Bernburg

Kreisstadt im Herzogtum Anhalt, früher Hauptstadt der Linie Anhalt-Bernburg

Bernburg 34.922 Einwohner – 1905 = 112. Platz der größten Städte des Deutschen Reichs.

Bernburg a. S., Markt, Rathaus, Breitestraße
Bernburg a. S., Markt, Rathaus, Breitestraße

 

Bernburg

Bernburg ist eine Kreisstadt im Herzogtum Anhalt, früher Hauptstadt der Linie Anhalt-Bernburg, liegt an der Saale und 55 Meter über dem Meer.
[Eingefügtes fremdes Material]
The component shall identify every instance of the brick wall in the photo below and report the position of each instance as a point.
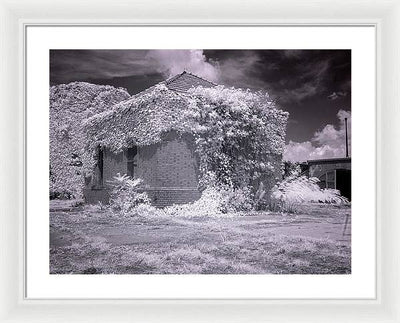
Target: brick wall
(169, 169)
(316, 170)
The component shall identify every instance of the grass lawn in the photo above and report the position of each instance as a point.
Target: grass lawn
(87, 240)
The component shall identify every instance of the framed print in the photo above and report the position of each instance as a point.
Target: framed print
(198, 143)
(169, 166)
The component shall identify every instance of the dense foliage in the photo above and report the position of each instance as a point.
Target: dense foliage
(70, 104)
(239, 134)
(296, 190)
(126, 194)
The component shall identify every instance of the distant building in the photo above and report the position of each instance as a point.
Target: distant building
(332, 173)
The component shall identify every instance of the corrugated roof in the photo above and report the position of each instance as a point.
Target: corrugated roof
(180, 83)
(185, 81)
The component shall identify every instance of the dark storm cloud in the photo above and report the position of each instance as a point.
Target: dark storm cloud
(288, 75)
(312, 85)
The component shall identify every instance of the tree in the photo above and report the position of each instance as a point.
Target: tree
(70, 104)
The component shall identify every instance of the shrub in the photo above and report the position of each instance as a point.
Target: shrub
(126, 195)
(293, 191)
(217, 200)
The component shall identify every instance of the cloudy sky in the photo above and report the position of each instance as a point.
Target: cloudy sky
(314, 86)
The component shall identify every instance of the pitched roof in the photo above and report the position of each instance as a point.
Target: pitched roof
(180, 83)
(184, 81)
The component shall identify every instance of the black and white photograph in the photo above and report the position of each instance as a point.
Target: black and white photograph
(200, 161)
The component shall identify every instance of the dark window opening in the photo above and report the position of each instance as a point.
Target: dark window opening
(100, 164)
(131, 161)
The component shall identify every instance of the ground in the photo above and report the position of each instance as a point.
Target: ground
(88, 240)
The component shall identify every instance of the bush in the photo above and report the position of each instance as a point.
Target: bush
(215, 201)
(126, 195)
(290, 193)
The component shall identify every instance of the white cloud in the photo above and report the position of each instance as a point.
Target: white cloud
(172, 62)
(327, 143)
(336, 95)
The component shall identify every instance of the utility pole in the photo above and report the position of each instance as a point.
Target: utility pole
(347, 144)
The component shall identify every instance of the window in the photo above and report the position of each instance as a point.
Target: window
(328, 180)
(131, 154)
(99, 168)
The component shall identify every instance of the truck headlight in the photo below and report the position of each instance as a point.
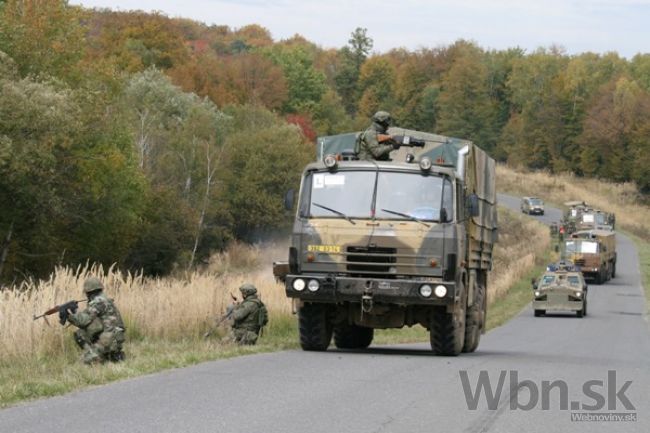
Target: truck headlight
(313, 285)
(425, 164)
(440, 291)
(298, 284)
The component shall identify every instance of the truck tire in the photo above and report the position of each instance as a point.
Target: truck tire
(314, 327)
(447, 333)
(352, 336)
(475, 321)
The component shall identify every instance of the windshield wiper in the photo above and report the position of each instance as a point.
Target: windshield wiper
(405, 215)
(334, 211)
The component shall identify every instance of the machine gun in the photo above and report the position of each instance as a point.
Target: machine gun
(400, 140)
(63, 310)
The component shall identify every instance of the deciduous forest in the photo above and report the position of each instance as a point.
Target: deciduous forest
(151, 142)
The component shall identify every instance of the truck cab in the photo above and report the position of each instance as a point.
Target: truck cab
(388, 244)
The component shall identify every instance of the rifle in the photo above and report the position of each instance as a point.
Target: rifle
(68, 306)
(223, 318)
(400, 140)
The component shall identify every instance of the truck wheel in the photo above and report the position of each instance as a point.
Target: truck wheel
(315, 327)
(598, 279)
(475, 321)
(447, 332)
(352, 336)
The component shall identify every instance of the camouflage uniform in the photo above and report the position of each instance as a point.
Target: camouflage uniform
(368, 146)
(101, 329)
(246, 317)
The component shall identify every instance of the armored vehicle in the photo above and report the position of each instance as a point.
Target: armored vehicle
(591, 219)
(572, 214)
(594, 251)
(388, 244)
(561, 288)
(532, 206)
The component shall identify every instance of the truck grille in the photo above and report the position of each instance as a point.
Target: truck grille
(370, 260)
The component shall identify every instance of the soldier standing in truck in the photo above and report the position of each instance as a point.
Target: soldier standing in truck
(370, 146)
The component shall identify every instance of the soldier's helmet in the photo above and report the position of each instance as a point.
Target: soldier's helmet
(92, 284)
(383, 118)
(247, 290)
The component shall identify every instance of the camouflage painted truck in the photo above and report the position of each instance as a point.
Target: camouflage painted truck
(379, 245)
(594, 251)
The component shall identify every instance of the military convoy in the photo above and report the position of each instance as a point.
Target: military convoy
(594, 252)
(532, 206)
(388, 244)
(579, 216)
(587, 245)
(561, 288)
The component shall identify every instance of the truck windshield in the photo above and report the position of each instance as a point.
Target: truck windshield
(352, 193)
(578, 246)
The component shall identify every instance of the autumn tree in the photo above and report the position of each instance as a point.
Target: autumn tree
(351, 59)
(465, 106)
(614, 132)
(377, 86)
(43, 37)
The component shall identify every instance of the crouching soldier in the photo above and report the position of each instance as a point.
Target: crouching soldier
(248, 316)
(101, 329)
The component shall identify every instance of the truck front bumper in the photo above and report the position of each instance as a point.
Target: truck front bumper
(336, 289)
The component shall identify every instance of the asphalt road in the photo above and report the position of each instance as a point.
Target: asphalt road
(391, 389)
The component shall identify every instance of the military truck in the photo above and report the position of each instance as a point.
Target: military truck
(561, 288)
(388, 244)
(532, 206)
(591, 219)
(572, 214)
(594, 251)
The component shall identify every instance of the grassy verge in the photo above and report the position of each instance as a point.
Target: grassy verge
(33, 377)
(40, 361)
(643, 247)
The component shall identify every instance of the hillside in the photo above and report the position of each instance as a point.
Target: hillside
(152, 142)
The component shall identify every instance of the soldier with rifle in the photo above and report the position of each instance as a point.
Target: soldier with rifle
(101, 329)
(249, 317)
(376, 144)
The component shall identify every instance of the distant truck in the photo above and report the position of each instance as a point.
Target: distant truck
(561, 288)
(594, 251)
(532, 206)
(388, 244)
(591, 219)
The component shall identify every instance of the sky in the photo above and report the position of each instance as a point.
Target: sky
(576, 25)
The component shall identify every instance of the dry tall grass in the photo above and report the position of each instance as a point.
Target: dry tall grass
(522, 243)
(175, 308)
(159, 308)
(620, 198)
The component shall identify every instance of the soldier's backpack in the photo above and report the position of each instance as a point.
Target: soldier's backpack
(262, 316)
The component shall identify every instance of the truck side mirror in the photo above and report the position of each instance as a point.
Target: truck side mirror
(473, 205)
(444, 217)
(289, 199)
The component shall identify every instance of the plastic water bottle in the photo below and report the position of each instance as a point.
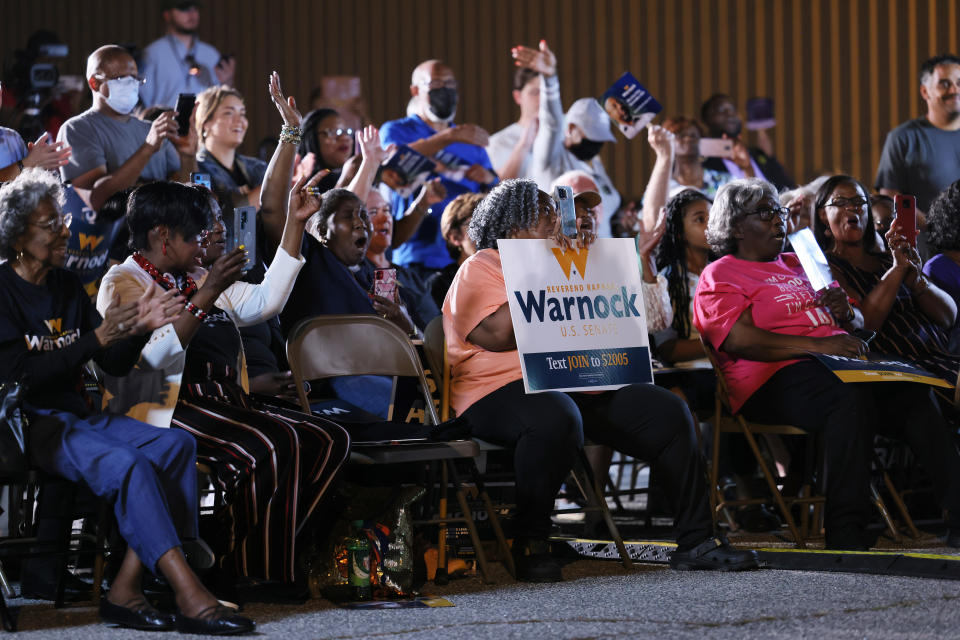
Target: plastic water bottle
(359, 573)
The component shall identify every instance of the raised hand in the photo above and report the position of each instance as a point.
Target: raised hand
(661, 140)
(647, 241)
(370, 149)
(304, 198)
(286, 106)
(540, 60)
(47, 155)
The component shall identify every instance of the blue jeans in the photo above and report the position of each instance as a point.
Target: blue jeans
(370, 393)
(148, 473)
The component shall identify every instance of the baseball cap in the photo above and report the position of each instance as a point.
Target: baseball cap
(181, 5)
(590, 116)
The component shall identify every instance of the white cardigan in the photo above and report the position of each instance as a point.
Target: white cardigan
(149, 392)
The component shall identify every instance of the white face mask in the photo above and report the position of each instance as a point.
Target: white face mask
(124, 93)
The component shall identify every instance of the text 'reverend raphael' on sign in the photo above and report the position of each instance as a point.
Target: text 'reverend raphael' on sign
(578, 314)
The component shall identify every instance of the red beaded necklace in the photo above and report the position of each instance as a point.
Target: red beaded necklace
(185, 285)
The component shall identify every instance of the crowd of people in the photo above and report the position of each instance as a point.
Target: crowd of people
(186, 332)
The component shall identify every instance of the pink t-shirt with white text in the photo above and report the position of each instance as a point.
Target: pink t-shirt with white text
(780, 300)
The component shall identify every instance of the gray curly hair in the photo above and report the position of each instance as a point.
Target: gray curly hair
(511, 206)
(734, 201)
(19, 198)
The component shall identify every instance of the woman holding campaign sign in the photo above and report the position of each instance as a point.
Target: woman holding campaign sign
(910, 314)
(757, 310)
(545, 429)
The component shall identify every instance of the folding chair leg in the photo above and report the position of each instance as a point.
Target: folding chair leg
(471, 525)
(441, 577)
(8, 621)
(505, 550)
(901, 507)
(594, 488)
(771, 483)
(882, 508)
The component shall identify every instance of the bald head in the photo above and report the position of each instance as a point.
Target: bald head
(107, 55)
(426, 71)
(577, 180)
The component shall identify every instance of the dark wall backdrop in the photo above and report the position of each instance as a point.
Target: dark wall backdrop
(842, 72)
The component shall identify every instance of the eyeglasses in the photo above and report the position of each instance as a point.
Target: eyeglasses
(440, 84)
(56, 225)
(847, 203)
(769, 213)
(336, 133)
(105, 78)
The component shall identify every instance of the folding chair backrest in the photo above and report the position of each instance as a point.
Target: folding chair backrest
(353, 345)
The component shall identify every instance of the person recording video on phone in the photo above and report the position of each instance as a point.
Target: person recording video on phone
(180, 62)
(720, 116)
(111, 149)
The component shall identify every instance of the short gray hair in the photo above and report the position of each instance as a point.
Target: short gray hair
(19, 198)
(734, 201)
(511, 206)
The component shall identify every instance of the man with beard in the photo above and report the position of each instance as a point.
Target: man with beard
(179, 62)
(720, 116)
(464, 166)
(920, 156)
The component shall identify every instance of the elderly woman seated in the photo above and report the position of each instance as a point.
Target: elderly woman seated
(756, 307)
(48, 330)
(546, 429)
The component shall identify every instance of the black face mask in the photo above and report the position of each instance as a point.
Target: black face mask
(443, 102)
(585, 149)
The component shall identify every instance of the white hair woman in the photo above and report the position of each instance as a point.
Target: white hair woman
(756, 307)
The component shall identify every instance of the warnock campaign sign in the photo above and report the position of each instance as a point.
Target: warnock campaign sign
(577, 315)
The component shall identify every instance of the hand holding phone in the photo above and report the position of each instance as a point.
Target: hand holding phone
(244, 233)
(716, 147)
(905, 213)
(185, 102)
(567, 210)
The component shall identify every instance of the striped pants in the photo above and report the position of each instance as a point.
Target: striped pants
(274, 465)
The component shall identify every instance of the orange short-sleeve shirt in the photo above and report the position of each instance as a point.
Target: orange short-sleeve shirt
(477, 291)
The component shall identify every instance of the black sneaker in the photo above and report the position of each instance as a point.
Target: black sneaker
(534, 562)
(714, 554)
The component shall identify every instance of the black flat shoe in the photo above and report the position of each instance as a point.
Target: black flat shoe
(143, 616)
(216, 620)
(714, 554)
(75, 589)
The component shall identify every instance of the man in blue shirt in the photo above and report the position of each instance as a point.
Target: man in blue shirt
(459, 149)
(179, 62)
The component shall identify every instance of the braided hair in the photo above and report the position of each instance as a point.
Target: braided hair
(672, 253)
(510, 206)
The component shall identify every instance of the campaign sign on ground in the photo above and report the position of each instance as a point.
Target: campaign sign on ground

Sie ist Knotenpunkt der Staatsbahnlinien Aschersleben-Köthen und Könnern-Calbe a. S. Bernburg besteht aus der Alt- und Neustadt mit der Vorstadt Waldau auf dem linken und der Bergstadt auf dem rechten Saaleufer.

Unter den fünf evangelische Kirchen sind die Marienkirche in der Altstadt und die Schlosskirche hervorzuheben; außerdem hat Bernburg noch eine katholische und eine apostolische Kirche und eine Synagoge. Unter den öffentlichen Gebäuden ist das uralte Schloss bemerkenswert, das auf hohem Felsen über der Saale liegt und mit seinem nördlichen Turm (dem Roten Turm oder sogenannte Eulenspiegel) weithin sichtbar ist; ferner das Rathaus mit einem Kunstuhrwerk, das Stadttheater etc. An Denkmälern hat Bernburg ein Reiterstandbild des Kaisers Wilhelm I. und ein Denkmal Bismarcks.

Im Jahr 1900 leben hier mit der Garnison (1. Infanteriebat. Nr. 36) 34.431 Einwohner, der Großteil sind Evangelische, 1352 sind Katholiken und 350 Juden. Die Stadt hat eine ansehnliche Industrie, die deutschen Solvaywerke (mit Soda- und Chlorkaliumfabrik, Saline, Salzbergwerk und Kaliwerk), Eisengießerei, Maschinen- und Dampfkesselfabrikation, Fabriken für Zucker, Papier, Tonwaren, Zement, Zigarren, Weinsteinsäure, Zuckerwaren etc., Mühlen, Spiritusbrennerei, Bierbrauerei, Blei- und Zinkwalzwerke. An Bildungsanstalten besitzt Bernburg ein Gymnasium und ein Realgymnasium. Auch befindet sich dort eine Landes-Heil- und Pflegeanstalt und seit kurzem ein Solbad. Bernburg ist Sitz eines Amtsgerichts und einer Nebenstelle der Reichsbank.

Die Altstadt Bernburg wurde schon 992 von Kaiser Otto III. befestigt, die Neustadt wahrscheinlich im 13. Jahrhundert angelegt. 1139 wurde das Schloss Bernburg von Anhängern Heinrichs des Stolzen verbrannt. Im Dreißigjährigen Kriege nahmen die Schweden zweimal die Stadt ein, wurden aber 1636 von den Sachsen vertrieben. Bernburg war bis 1448 Residenz der Fürsten der alten Bernburger Linie und dann (seit 1498) Witwensitz. Seit der Teilung von 1603 war es Hauptstadt der jüngeren Bernburger Linie, die 1863 erlosch. In der Nähe liegt die Saline Leopoldshall.